Watering And Repotting The Plant
Generally, coffee plants need repotting two times. The first is when the plant grows about 8-inches tall. The second comes when the plant is nearing two feet. In both cases, you’ll be moving the plant to a larger pot. Placing a small plant in an overly large pot isn’t recommended.
It is possible to skip the second repotting and keep the plant as it is. However, in this case, while the plant will display its lush foliage, it is unlikely to flower.
Pot the plant considering its unique requirements and native setting. Soil with a pH value of 6 should do just fine. Water your coffee plant enough to keep the soil moist, but there should never be pooling water. Good drainage helps keep good health for a coffee plant. As a houseplant, the coffee plant will require less water in the winter than the summer.
Another aspect to consider is humidity. Coffee plants like to have some humid air about them. It can be rewarding to place the pot on a water-filled pebble tray to ensure good humidity.

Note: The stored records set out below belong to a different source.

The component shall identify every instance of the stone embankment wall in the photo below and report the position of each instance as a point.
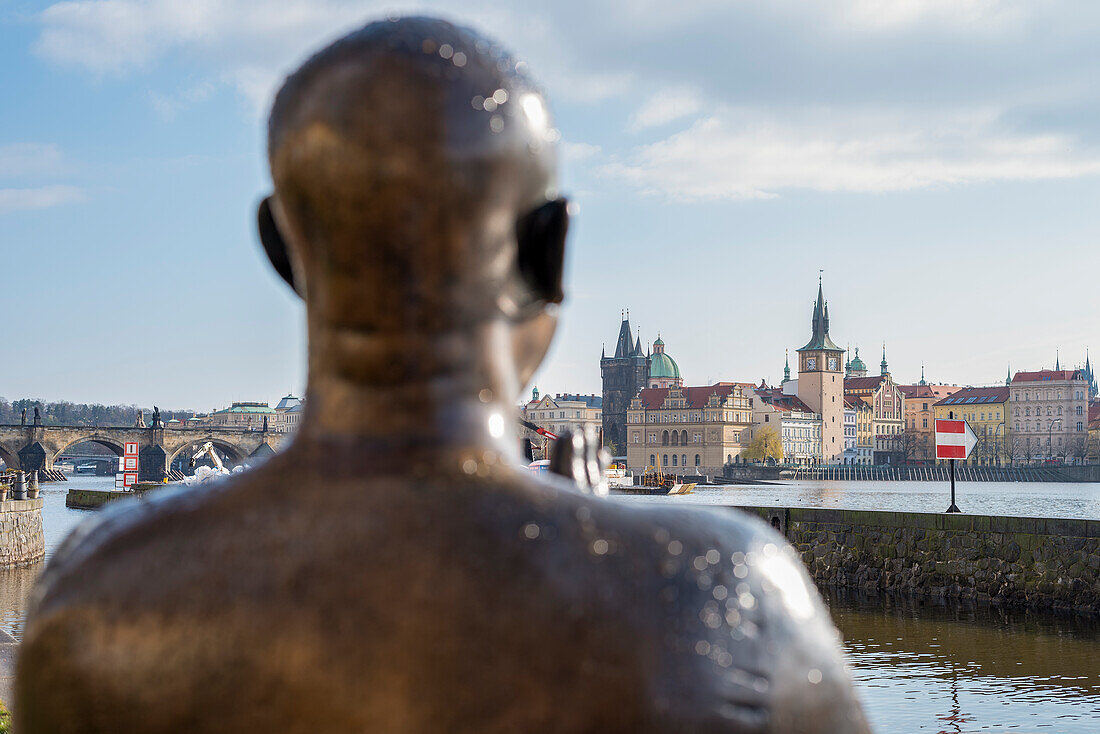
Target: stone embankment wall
(1033, 561)
(21, 539)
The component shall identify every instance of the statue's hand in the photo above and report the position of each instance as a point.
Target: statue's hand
(579, 458)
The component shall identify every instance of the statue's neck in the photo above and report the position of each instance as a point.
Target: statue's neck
(444, 395)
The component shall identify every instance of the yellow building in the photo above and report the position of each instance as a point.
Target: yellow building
(920, 415)
(986, 409)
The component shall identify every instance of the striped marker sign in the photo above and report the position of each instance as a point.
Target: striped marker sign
(954, 439)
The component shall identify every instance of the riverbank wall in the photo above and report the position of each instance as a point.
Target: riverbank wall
(21, 539)
(1027, 561)
(914, 473)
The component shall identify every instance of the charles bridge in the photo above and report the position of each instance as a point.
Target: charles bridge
(31, 448)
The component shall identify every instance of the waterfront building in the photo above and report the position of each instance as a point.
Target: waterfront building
(920, 416)
(821, 383)
(287, 415)
(243, 415)
(985, 409)
(799, 428)
(1048, 415)
(884, 397)
(623, 374)
(689, 430)
(559, 414)
(859, 440)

Coffee Plant Care And Maintenance
Apart from the things listed above, coffee plant care will also require regular pruning and fertilizing.

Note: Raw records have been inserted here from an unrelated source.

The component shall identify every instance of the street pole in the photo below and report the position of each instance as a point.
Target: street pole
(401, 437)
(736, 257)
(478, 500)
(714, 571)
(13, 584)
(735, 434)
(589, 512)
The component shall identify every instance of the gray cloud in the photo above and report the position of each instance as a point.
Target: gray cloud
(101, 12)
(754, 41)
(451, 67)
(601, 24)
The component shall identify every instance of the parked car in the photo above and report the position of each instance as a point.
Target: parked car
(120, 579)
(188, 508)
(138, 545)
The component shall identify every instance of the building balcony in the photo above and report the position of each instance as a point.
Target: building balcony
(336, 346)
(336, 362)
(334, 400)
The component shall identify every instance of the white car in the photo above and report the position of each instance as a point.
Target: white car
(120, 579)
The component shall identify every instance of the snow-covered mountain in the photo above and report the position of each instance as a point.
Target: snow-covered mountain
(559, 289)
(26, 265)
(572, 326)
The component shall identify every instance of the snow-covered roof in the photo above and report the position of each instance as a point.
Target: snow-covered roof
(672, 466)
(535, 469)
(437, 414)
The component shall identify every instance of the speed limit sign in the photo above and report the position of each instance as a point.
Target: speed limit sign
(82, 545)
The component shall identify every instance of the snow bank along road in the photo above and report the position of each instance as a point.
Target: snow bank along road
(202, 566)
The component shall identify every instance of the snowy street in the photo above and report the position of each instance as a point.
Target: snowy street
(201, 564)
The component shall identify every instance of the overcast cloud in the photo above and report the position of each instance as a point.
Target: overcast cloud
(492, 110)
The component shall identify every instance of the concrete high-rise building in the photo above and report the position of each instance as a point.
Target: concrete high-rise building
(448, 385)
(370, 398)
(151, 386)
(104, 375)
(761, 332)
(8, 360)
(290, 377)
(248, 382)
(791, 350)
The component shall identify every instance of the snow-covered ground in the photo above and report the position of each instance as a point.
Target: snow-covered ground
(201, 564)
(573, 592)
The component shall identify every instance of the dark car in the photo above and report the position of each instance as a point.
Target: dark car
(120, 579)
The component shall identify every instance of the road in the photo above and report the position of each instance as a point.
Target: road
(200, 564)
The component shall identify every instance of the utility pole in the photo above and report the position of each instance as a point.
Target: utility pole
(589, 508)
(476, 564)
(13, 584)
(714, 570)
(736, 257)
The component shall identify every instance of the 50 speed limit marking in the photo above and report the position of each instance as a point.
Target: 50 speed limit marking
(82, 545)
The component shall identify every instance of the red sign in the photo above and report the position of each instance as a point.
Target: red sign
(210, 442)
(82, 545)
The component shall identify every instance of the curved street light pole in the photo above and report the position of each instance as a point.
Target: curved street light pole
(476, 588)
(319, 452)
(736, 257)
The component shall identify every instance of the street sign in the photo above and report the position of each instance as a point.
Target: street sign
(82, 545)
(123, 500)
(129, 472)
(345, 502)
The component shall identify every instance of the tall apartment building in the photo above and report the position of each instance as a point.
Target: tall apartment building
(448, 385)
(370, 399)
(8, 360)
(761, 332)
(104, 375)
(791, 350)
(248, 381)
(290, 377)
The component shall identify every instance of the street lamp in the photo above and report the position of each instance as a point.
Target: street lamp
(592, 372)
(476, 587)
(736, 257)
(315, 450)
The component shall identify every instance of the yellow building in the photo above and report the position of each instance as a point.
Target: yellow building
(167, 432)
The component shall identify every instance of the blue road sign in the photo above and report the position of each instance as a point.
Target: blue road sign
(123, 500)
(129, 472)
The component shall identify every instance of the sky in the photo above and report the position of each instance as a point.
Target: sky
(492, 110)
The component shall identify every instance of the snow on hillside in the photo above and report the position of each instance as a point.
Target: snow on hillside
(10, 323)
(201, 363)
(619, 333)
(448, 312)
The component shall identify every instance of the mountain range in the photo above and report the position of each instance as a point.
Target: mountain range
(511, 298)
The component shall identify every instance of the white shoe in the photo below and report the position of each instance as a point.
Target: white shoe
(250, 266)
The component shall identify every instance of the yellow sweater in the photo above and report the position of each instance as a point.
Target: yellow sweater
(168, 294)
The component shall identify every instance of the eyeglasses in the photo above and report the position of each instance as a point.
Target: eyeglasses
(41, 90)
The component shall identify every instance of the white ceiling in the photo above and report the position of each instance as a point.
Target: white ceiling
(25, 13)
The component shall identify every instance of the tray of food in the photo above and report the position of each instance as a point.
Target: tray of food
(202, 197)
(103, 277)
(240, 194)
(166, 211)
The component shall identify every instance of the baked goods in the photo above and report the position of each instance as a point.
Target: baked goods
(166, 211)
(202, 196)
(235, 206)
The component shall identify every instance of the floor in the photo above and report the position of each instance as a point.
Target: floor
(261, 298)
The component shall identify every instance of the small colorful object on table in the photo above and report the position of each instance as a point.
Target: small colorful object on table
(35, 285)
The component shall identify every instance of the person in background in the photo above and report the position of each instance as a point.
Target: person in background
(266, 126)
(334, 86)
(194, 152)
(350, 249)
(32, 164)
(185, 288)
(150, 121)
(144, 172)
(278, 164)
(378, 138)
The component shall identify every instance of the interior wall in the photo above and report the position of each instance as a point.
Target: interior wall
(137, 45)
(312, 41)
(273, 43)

Pruning the plant is best handled during spring. The general idea is to control and direct the plant growth by managing its height and width. In many cases, you may not want the plant to outgrow its pot or take an unmanageable height.
In its conventional setting, a coffee tree can grow to be six feet tall. It might not always be desirable for a home plant to reach this size, so pruning gains more importance.

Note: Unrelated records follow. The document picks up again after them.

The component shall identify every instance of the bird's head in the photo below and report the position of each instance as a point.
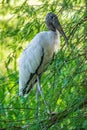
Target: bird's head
(54, 24)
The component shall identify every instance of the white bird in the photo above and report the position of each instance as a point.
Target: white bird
(38, 53)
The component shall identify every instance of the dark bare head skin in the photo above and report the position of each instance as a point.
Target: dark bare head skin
(54, 24)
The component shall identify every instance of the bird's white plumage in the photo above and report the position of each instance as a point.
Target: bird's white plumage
(44, 42)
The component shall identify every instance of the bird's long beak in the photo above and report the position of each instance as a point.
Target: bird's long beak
(60, 29)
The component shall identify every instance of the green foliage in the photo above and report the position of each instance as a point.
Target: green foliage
(64, 84)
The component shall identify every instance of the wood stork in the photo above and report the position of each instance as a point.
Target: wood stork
(38, 53)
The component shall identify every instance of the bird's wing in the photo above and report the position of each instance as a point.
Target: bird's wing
(29, 63)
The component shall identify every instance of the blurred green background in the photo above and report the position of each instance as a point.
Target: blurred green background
(64, 84)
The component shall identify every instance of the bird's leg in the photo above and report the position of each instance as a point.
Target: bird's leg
(42, 95)
(37, 93)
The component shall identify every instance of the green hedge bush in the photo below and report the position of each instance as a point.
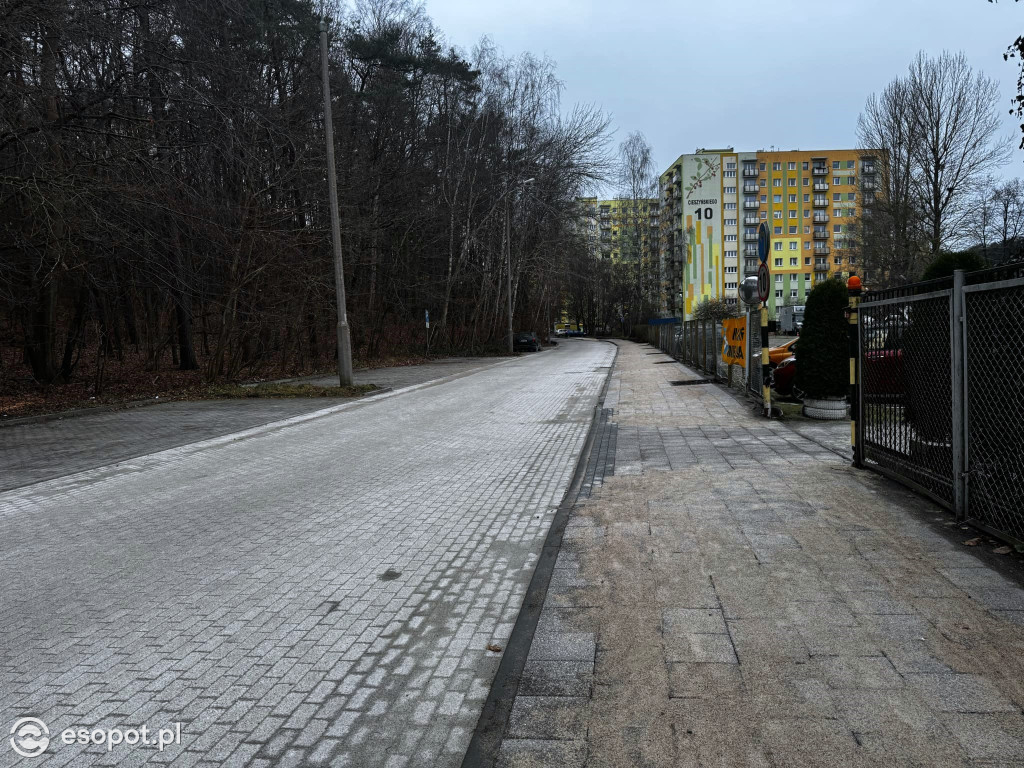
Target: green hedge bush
(823, 349)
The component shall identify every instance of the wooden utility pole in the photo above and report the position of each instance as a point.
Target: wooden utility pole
(344, 340)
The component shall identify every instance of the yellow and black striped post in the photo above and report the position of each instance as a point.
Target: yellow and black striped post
(765, 368)
(853, 289)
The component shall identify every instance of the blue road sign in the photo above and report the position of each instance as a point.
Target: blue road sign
(764, 243)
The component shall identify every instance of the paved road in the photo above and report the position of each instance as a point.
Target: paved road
(317, 592)
(32, 453)
(732, 593)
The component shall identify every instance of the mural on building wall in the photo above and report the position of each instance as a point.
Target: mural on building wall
(702, 220)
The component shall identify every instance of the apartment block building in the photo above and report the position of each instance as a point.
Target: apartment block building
(622, 228)
(714, 201)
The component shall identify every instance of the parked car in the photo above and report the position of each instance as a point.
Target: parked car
(883, 374)
(783, 378)
(779, 353)
(526, 341)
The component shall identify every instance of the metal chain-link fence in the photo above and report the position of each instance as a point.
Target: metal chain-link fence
(906, 388)
(993, 344)
(941, 396)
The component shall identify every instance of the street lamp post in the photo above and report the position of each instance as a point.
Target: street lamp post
(344, 340)
(508, 264)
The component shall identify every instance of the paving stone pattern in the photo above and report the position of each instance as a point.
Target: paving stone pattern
(320, 593)
(33, 453)
(735, 594)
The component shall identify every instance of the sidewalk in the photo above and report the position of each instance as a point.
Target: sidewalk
(732, 593)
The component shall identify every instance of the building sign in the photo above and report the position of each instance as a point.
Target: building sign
(734, 341)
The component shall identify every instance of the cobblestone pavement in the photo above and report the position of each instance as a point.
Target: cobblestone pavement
(32, 453)
(730, 593)
(320, 591)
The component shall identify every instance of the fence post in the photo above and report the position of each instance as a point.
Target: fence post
(957, 322)
(853, 290)
(765, 385)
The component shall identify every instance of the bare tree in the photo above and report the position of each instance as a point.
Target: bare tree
(956, 125)
(887, 239)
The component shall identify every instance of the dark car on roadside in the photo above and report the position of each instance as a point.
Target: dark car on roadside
(526, 341)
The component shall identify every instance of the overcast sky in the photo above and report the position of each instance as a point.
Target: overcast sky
(748, 74)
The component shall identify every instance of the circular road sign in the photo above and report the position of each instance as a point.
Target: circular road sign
(764, 282)
(764, 243)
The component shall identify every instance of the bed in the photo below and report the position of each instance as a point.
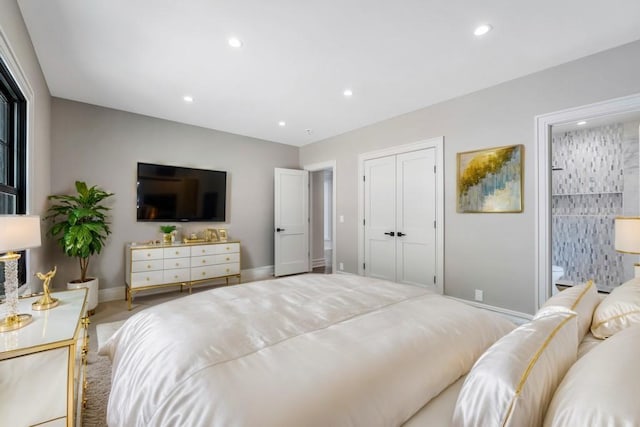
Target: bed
(312, 350)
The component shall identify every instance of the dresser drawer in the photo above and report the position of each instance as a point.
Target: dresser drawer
(228, 269)
(206, 272)
(150, 265)
(224, 248)
(178, 252)
(201, 250)
(147, 278)
(177, 276)
(172, 263)
(201, 261)
(227, 258)
(145, 254)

Also, this includes general maintenance like removing dead branches and fallen leaves.
If necessary, consider adding a balanced fertilizer for the plant. When you add fertilizer, check that its pH matches that of the soil in the pot. Spring and summer are good for adding fertilizer. It’s usually recommended to keep a gap of 2-3 months between each addition of the fertilizer.
Managing Expectations And Things To Know About Your Home Coffee Plant
Flowering And Maturity
Generally, a coffee plant matures in 3-5 years, at which point it will start flowering. Arabica coffee has white, scented, star-shaped flowers that are quite a sight. If these flowers are pollinated, you’ll eventually see the fruit (berries) forming. Since natural pollination of a home plant may not always be easy, you can help the process along through hand pollination.
Even if the berries are formed, it can take up to a year before they mature and are ready to give up their seeds, or coffee beans.
A coffee houseplant outside the tropics is unlikely to bloom with as many flowers as its counterpart on a plantation. But even those few flowers can be quite rewarding!
Keep The Plant Away From Children And Pets
Coffee beans? Yum. Every other part of the plant? Not nearly so. All parts of the coffee plant are toxic so exposure to pets and other animals should be prevented. Just in case you’re wondering, the plant is toxic for humans too when ingested.
While we enjoy the processed and roasted beans, the other parts of the coffee plant remain toxic. Even when you dispose of the leaves or branches from the plant, make sure they can’t be reached by pets and other animals.
Look Out For Pests And Disease
Checking for pests and disease is a no-brainer. Plus, home coffee plants, growing away from their natural areas can be at a greater risk of pests and disease. Regularly check your plant for any signs of either problem.
The plants can suffer from infestations of mealybugs, aphids, and mites. Signs include visible insects, white deposits, or small webs. To get rid of pests, start with the least toxic option. Starting with organic choices is a good way. Move to mildly toxic options if necessary.
How Much Coffee Will My Plant Grow?
Don’t expect a coffee houseplant to make you self-sufficient for your coffee needs! It’s likely that your houseplant will barely produce enough coffee for a full pot. Learning how to grow coffee beans at home is more about enjoying the journey and appreciating the plant.
The lush foliage of a coffee plant makes it a beautiful house plant. Enjoy the experience and appreciate the plant. You could enjoy a few cups of your homegrown coffee, but that’s about it!